Mississippi River Mayhem: High Water Causes Barges to Break Free Up and Down Mighty Mississippi

A Coast Guard MH-65 Dolphin helicopter crew surveys the region surrounding Cape Girardeau, Mo., as part a joint response to the Midwest Flooding, Jan. 3, 2016. Coast Guard aircrews were brought to Cape Girardeau to be used as search and rescue platforms and monitor high water and flooding in the region. (Photo courtesy of U.S. Coast Guard Aircrews)
A Coast Guard helicopter crew surveys the region surrounding Cape Girardeau, Mo., as part a joint response to the Midwest Flooding, Jan. 3, 2016. U.S. Coast Guard Photo

High water on the Mississippi River continues to wreck havoc on barge shipping on Lower Mississippi River. 

By our count, at least 50 barges have broken free and several others have been damaged or sunk from the high water caused by one of the worst flooding events in modern history in the region.

The mayhem started towards the end of 2015 when torrential rains hammered the midwest, pushing water levels in several of the region’s rivers past flood stage as they emptied into the Mississippi River, sending floodwaters raging towards the industrial south.

Here’s a timeline of events and incidents we have seen so far on the Lower Mississippi River:

Dec. 31 – The Coast Guard issues its first High Water Safety Advisory for the Lower Mississippi River, warning that high waters are expected for several weeks based on forecasts.

Jan. 10 – The U.S. Army Corps of Engineers opens the Bonnet Carre Spillway in Norco, Louisiana to relieve high water levels in the Mississippi River near New Orleans. The opening is the first since the Spring of 2011 when heavy rainfall in the central U.S. combined with seasonal snowmelt, causing flooding on a scale not seen since first half of the 20th century.

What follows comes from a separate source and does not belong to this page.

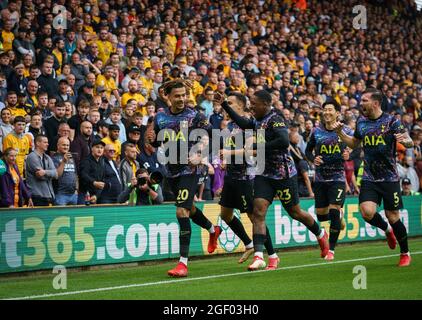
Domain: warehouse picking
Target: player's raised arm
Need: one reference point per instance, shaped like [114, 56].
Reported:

Jan. 12 – Four barges breakaway from the towing vessel Cynthya G. Esper after alliding with the Helena Highway Bridge pier at mile marker 661.7 near Helena, Arkansas at about 10 p.m. Two of the barges carrying denatured alcohol are damaged, spilling 292,000 gallons into the water over a four-day period.

Jan. 12 – The Ron W. Callegan hits the Vicksburg Railroad Bridge at mile marker 435.8 near Vicksburg, Mississippi. Nine of the 22 barges containing coal break free, two of which sank. Coast Guard restricts maritime traffic to vessels responding to the incident.

Jan. 13 – The towing vessel Inez Andreas hits the same Vicksburg Railroad Bridge, causing two barges to break free including one which sank. The river remains open, but the Coast Guard begins evaluating additional safety measures to limit future incidents.

Jan. 14 – The vessel Robert D. Byrd allides with the Vicksburg Railroad Bridge at 7:44 a.m. No barges break free.

Jan. 15 – The towing vessel Lucia collides with barges at a fleeting area at mile marker 95 on the Mississippi River near the Crescent City Connection Bridge in New Orleans. Six barges break away and 20 gallons of oil enter the water. Coast Guard closes river for 3.5 miles for about 10 hours.

The Carrollton Gauge approaching Flood Stage of 17 feet. Photo credit: U.S. Army Corps. of Engineers
The Carrollton Gauge approaching Flood Stage of 17 feet. Photo credit: U.S. Army Corps. of Engineers

Jan. 19 – Coast Guard issues a high water safety advisory on Lower Mississippi River from mile marker 869, near Caruthersville, Missouri, to mile marker 303 near Natchez, Mississippi. A high water safety advisory is also in effect from mile marker 219 to mile marker 240 near Baton Rouge, La. Carrollton Gauge in New Orleans at mile 102.8 indicates a Mississippi River Stage of 16.7 feet on the rise, just barely below flood stage at 17 ft. Advisories, restrictions and closures area in place for several waterways impacted by the flooding.

Jan. 20 – The towing vessel Wally Roller hits the Vicksburg Railroad Bridge, causing all six barges to break free.

Jan. 20 – Twenty-two barges loaded with loaded with coal and petroleum coke breakaway at mile marker 54 on the Mississippi River, near West Point a la Hache, closing the river between mile markers 51 to 54. The breakaway barges hit three deep-draft vessls, the Q Jake, Serena P and Ocean Tomo, causing damage to all three vessels. One of the vessels releases soy beans into the river.

Jan. 21 – The Amy Francis pushing six barges allides with the Natchez-Vidalia Bridge at mile marker 363 near Natchez, Mississippi. One barge containing slurry oil is damaged and an unknown amount spills into the river.

Jan. 21 – The towing vessel Thomas Kay pushing 19 barges allides with the Vicksburg Railroad Bridge. One barge containing ethanol is damaged.

Jan. 21 – The Captain of the Port issues a waterway restriction from mile marker 363 near Natchez, MS north to mile marker 438 near Vicksburg, MS restricting towboats pushing barges to not transit under the bridges.